And what makes me remember it yet? It is the smile that lighted up his face in response to mine. For it was more than I looked for. And his answer helped to fix the smile in my memory.

“You made me think, sir, that perhaps, after all, we were much of the same way of thinking, only perhaps you was a long way ahead of me.”

Now the man was not right in saying that we were much of the same way of THINKING; for our opinions could hardly do more than come within sight of each other; but what he meant was right enough. For I was certain, from the first, that the man had a regard for the downright, honest way of things, and I hoped that I too had such a regard. How much of selfishness and of pride in one’s own judgment might be mixed up with it, both in his case and mine, I had been too often taken in—by myself, I mean—to be at all careful to discriminate, provided there was a proportion of real honesty along with it, which, I felt sure, would ultimately eliminate the other. For in the moral nest, it is not as with the sparrow and the cuckoo. The right, the original inhabitant is the stronger; and, however unlikely at any given point in the history it may be, the sparrow will grow strong enough to heave the intruding cuckoo overboard. So I was pleased that the man should do me the honour of thinking I was right as far as he could see, which is the greatest honour one man can do another; for it is setting him on his own steed, as the eastern tyrants used to do. And I was delighted to think that the road lay open for further and more real communion between us in time to come.

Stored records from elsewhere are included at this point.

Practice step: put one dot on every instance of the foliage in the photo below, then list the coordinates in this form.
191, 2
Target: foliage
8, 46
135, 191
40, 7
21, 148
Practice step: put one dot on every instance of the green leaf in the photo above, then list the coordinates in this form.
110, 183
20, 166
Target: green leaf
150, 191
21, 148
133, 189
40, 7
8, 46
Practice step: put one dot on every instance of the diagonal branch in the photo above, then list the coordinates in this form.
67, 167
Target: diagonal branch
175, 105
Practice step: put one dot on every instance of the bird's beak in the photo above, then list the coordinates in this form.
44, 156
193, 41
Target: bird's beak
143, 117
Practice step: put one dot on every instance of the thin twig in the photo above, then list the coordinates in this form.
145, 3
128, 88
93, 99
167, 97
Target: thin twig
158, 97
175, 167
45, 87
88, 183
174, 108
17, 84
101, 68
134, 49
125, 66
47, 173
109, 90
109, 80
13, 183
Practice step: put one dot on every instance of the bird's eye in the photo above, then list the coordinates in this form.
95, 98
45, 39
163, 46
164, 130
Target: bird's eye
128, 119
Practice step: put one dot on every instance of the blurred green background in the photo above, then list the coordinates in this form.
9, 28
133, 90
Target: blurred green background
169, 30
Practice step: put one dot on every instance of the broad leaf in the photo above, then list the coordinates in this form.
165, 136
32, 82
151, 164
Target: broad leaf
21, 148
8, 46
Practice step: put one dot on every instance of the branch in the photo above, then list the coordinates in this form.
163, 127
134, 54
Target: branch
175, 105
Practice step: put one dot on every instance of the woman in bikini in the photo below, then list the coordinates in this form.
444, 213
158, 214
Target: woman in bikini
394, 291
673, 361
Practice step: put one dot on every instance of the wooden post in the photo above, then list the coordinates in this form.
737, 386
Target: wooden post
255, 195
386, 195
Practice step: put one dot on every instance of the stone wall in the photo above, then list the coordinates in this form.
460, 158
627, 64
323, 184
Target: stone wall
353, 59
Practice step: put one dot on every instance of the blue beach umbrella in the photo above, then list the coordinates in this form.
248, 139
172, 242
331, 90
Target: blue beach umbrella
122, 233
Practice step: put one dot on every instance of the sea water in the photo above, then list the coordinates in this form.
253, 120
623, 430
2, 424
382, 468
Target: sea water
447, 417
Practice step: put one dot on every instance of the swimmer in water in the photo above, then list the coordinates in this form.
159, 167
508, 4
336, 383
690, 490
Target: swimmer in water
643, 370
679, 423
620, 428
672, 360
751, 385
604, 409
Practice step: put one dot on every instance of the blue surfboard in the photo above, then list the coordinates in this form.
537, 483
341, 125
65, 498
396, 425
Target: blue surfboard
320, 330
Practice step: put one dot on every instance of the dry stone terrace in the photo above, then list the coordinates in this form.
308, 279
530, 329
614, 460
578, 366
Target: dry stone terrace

“Well,” I answered, “I think we shall understand each other perfectly before long. But now I must see your father, if it is convenient and agreeable.”

“My father will be delighted to see you, I know, sir. He can’t get so far as the church on Sundays; but you’ll find him much more to your mind than me. He’s been putting ever so many questions to me about the new parson, wanting me to try whether I couldn’t get more out of you than the old parson. That’s the way we talk about you, you see, sir. You’ll understand. And I’ve never told him that I’d been to church since you came—I suppose from a bit of pride, because I had so long refused to go; but I don’t doubt some of the neighbours have told him, for he never speaks about it now. And I know he’s been looking out for you; and I fancy he’s begun to wonder that the parson was going to see everybody but him. It WILL be a pleasure to the old man, sir, for he don’t see a great many to talk to; and he’s fond of a bit of gossip, is the old man, sir.”

So saying, Weir led the way through the shop into a lobby behind, and thence up what must have been a back-stair of the old house, into a large room over the workshop. There were bits of old carving about the walls of the room yet, but, as in the shop below, all had been whitewashed. At one end stood a bed with chintz curtains and a warm-looking counterpane of rich faded embroidery. There was a bit of carpet by the bedside, and another bit in front of the fire; and there the old man sat, on one side, in a high-backed not very easy-looking chair. With a great effort he managed to rise as I approached him, notwithstanding my entreaties that he would not move. He looked much older when on his feet, for he was bent nearly double, in which posture the marvel was how he could walk at all. For he did totter a few steps to meet me, without even the aid of a stick, and, holding out a thin, shaking hand, welcomed me with an air of breeding rarely to be met with in his station in society. But the chief part of this polish sprung from the inbred kindliness of his nature, which was manifest in the expression of his noble old countenance. Age is such a different thing in different natures! One man seems to grow more and more selfish as he grows older; and in another the slow fire of time seems only to consume, with fine, imperceptible gradations, the yet lingering selfishness in him, letting the light of the kingdom, which the Lord says is within, shine out more and more, as the husk grows thin and is ready to fall off, that the man, like the seed sown, may pierce the earth of this world, and rise into the pure air and wind and dew of the second life. The face of a loving old man is always to me like a morning moon, reflecting the yet unrisen sun of the other world, yet fading before its approaching light, until, when it does rise, it pales and withers away from our gaze, absorbed in the source of its own beauty. This old man, you may see, took my fancy wonderfully, for even at this distance of time, when I am old myself, the recollection of his beautiful old face makes me feel as if I could write poetry about him.

“I’m blithe to see ye, sir,” said he. “Sit ye down, sir.”

And, turning, he pointed to his own easy-chair; and I then saw his profile. It was delicate as that of Dante, which in form it marvellously resembled. But all the sternness which Dante’s evil times had generated in his prophetic face was in this old man’s replaced by a sweetness of hope that was lovely to behold.

“No, Mr Weir,” I said, “I cannot take your chair. The Bible tells us to rise up before the aged, not to turn them out of their seats.”

“It would do me good to see you sitting in my cheer, sir. The pains that my son Tom there takes to keep it up as long as the old man may want it! It’s a good thing I bred him to the joiner’s trade, sir. Sit ye down, sir. The cheer’ll hold ye, though I warrant it won’t last that long after I be gone home. Sit ye down, sir.”